É TEMPO DE GRANDES ESPERANÇAS!


Assim, seguia eu, com o barulho das rodas do trem nos trilhos, o silêncio britânico nos transportes públicos e minha vontade de sentir “a alma de mais um lugar.” Mergulhei na leitura de uma tese de doutorado que começa assim: “Em nove de junho de 1870, no dia em que Charles Dickens morreu, aos 58 anos, enquanto a rainha lamentava no palácio de Windsor, alguém notificava a voz de uma criança, vendedora frutas, noutra cidade: _ Se Charles Dickens morreu, então o Papai Noel também irá morrer.”  

 Talvez na mente infantil isso não fosse um exagero, pois o escritor abordou a celebração natalina em duas de suas obras: a urbana após a Revolução Industrial em Christmas Carol (adaptado ao cinema), ao passo que em The Picwick Papers, seu primeiro romance,  o Natal era associado a comunidades rurais e feudais.

Enfim, Portsmouth Harbour. Que atmosfera! O azul do céu não se misturava com o tom do mar que, além da imensidão do turquesa, recebia reflexos prateados do sol, enquanto um enorme navio ancorava para levar os passageiros em destino à Isle of White.  Um destaque ao estaleiro histórico:  por ser uma região portuária, Portsmouth sofreu bastante em tempos de guerras, e o “Portsmouth Historick Dockyard” (cenário do filme “Os Miseráveis”) permanece lá, eternizando essa história.
 
 Foi também ali um dos lugares que o pai de Dickens trabalhou, pela Marinha Britânica. E, enquanto eu capturava a parte velha da cidade em direção à “Old Commercial Road”, meditava a respeito da biografia do grande romancista, que está enterrado no lugar mais honroso que um escritor poderia estar, Poet´s Corner, dentro da Abadia de Westminster.

 Charles Dickens, considerado o escritor mais popular da Era Vitoriana,  era de família de classe média bem baixa, viveu a pobreza de perto, presenciou a desigualdade social, a prisão do pai e chegou a trabalhar numa fábrica de graxa com apenas 12 anos. Coincidência ou não, esse episódio ou temática do trabalho infantil irá aparecer, de forma disfarçada, em suas obras, como a realidade urbana da Inglaterra, considerada a “Oficina do mundo”,  na época.

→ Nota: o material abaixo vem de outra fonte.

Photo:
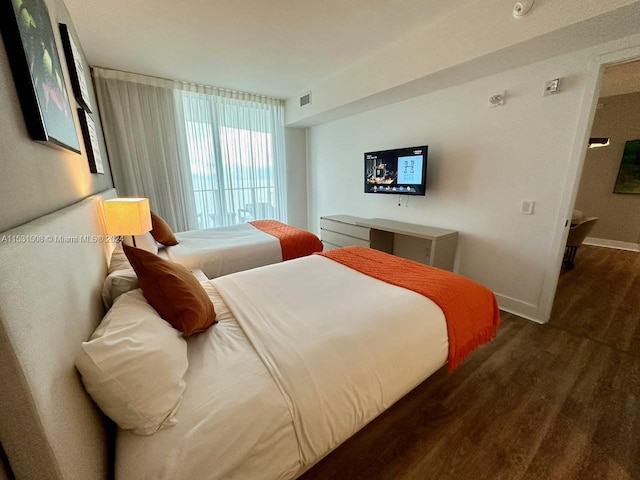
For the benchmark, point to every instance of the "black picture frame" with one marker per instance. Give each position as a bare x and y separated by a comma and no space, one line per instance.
91,144
37,72
75,67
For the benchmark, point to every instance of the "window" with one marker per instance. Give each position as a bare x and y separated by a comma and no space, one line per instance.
236,156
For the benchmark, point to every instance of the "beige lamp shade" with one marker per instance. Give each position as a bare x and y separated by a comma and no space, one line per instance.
127,216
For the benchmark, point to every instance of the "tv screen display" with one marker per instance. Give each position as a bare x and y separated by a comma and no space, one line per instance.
401,171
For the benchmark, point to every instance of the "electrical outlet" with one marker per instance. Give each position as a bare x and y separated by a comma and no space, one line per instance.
551,87
527,207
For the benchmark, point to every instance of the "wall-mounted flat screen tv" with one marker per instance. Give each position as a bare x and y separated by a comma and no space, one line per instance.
401,171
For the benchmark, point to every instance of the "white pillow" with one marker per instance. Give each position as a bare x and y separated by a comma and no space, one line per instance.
133,366
121,277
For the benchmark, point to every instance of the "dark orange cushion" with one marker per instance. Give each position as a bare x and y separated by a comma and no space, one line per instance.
173,291
161,231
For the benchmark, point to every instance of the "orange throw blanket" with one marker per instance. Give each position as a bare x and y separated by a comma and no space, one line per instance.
470,309
294,241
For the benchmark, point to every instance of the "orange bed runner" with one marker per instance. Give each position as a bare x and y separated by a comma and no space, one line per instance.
294,241
470,309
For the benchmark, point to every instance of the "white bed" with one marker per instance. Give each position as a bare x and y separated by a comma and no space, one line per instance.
224,250
305,353
268,402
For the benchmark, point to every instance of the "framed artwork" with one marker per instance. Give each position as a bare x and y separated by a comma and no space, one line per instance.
76,68
628,180
91,144
37,72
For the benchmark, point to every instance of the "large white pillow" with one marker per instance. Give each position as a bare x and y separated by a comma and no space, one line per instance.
133,366
121,277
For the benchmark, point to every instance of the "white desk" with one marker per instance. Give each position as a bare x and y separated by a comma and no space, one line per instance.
428,245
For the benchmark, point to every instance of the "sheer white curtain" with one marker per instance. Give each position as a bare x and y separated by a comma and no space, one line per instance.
203,156
236,151
142,130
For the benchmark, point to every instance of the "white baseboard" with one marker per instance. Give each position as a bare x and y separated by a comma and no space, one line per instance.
603,242
520,308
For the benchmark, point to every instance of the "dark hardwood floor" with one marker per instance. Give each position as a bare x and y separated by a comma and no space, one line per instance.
554,401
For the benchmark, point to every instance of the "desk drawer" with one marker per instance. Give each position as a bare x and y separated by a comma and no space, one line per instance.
346,229
342,240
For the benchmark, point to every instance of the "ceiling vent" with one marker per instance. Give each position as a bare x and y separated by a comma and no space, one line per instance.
305,99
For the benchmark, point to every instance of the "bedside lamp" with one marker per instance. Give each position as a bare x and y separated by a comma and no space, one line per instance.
127,216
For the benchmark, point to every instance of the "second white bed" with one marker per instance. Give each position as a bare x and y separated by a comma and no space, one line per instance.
224,250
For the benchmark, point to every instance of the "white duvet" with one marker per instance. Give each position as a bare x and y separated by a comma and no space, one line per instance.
306,354
223,250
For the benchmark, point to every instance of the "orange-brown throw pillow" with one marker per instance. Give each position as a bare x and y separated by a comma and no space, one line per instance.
161,231
173,291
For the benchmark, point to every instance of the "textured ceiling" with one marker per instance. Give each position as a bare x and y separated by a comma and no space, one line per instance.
276,48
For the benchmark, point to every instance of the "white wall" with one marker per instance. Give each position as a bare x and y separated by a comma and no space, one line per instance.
296,154
482,163
36,179
474,40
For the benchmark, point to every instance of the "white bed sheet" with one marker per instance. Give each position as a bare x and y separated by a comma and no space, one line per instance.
233,422
269,415
223,250
340,356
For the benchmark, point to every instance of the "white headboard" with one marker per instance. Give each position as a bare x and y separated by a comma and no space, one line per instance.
51,275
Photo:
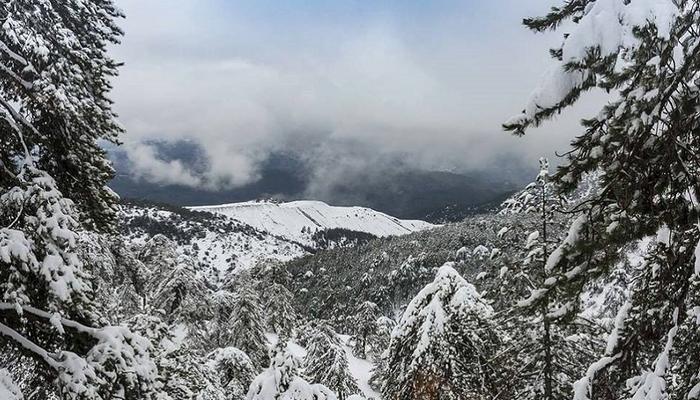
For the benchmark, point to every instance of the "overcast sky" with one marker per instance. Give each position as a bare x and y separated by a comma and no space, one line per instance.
341,83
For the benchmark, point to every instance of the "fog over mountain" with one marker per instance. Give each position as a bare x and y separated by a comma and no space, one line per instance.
351,89
388,185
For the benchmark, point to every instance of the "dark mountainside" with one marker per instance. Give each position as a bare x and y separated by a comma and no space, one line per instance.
434,196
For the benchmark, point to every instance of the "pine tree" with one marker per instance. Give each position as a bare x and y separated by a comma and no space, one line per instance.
181,373
281,380
443,344
234,369
222,302
54,81
365,324
379,344
181,293
644,145
327,363
279,312
246,325
546,360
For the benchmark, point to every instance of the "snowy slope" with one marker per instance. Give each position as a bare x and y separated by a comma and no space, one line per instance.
298,220
360,369
220,244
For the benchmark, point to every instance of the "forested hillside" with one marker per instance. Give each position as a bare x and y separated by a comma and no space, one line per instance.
583,285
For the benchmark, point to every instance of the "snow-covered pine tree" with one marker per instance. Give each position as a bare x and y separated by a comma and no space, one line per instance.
443,345
8,388
159,255
181,293
644,143
327,362
222,302
181,374
279,312
379,344
545,360
246,325
234,369
281,380
54,81
365,324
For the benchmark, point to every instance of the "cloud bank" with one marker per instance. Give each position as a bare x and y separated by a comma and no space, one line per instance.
344,85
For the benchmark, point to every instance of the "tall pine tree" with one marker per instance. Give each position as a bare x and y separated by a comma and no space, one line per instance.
54,109
644,143
246,325
443,345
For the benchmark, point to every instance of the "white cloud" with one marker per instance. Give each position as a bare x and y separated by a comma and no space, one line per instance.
434,89
148,167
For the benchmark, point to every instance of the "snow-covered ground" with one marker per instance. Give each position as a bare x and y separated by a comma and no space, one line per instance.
360,369
298,220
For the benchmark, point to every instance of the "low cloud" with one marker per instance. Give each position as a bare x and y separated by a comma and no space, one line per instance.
428,89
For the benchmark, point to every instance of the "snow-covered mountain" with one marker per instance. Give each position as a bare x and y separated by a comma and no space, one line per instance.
238,236
299,220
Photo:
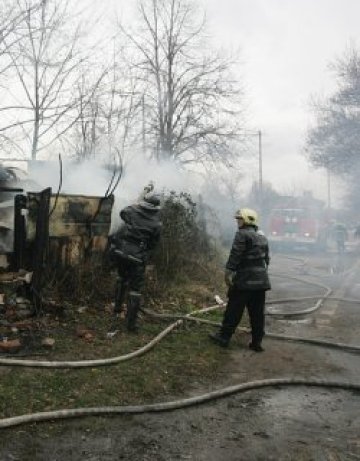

 O escritor de Portsmouth enriqueceu com seus romances, que eram lançados em fascículos e jornais, naquele tempo. Antes, porém, trabalhou num escritório de advogados, aprendeu o ofício e começou a fazer pequenos relatórios nas assembleias, reuniões políticas e da nobreza. Era um homem de relacionamentos, de network, e isso o ajudou a conquistar espaço. Lança suas obras em fascículos e preferia que os leitores tivessem contato constante com sua escrita. A veia jornalística nunca o abandonou, embora ele sempre trouxesse tudo para os romances em forma de ficção.

Ele tinha uma interação com as pessoas, ouvia o que diziam, enviava sua “equipe” aos eventos, para anotar sobre o que conversavam, o tom de voz, os detalhes, e trazia isso para seus livros, uma espécie de matéria viva. O fato de ele ser já dono de jornal e de empreendimentos, facilitava a sua rede. As pessoas diziam, como aconteceu com Machado de Assis, no Rio, “nós lemos ou ouvimos a obra do Dickens para saber o que acontece na sociedade.”  Eis um grande poder da literatura, ela conta a História por meio das histórias! Machado de Assis,  três décadas mais novo do que Dickens, foi o tradutor de parte do romance Oliver Twist no Brasil, e alguns críticos e ensaístas literários encontram um paralelo ou proximidade estilística entre o conto machadiano, “Miss Dollar”, e o romance citado dickensiano.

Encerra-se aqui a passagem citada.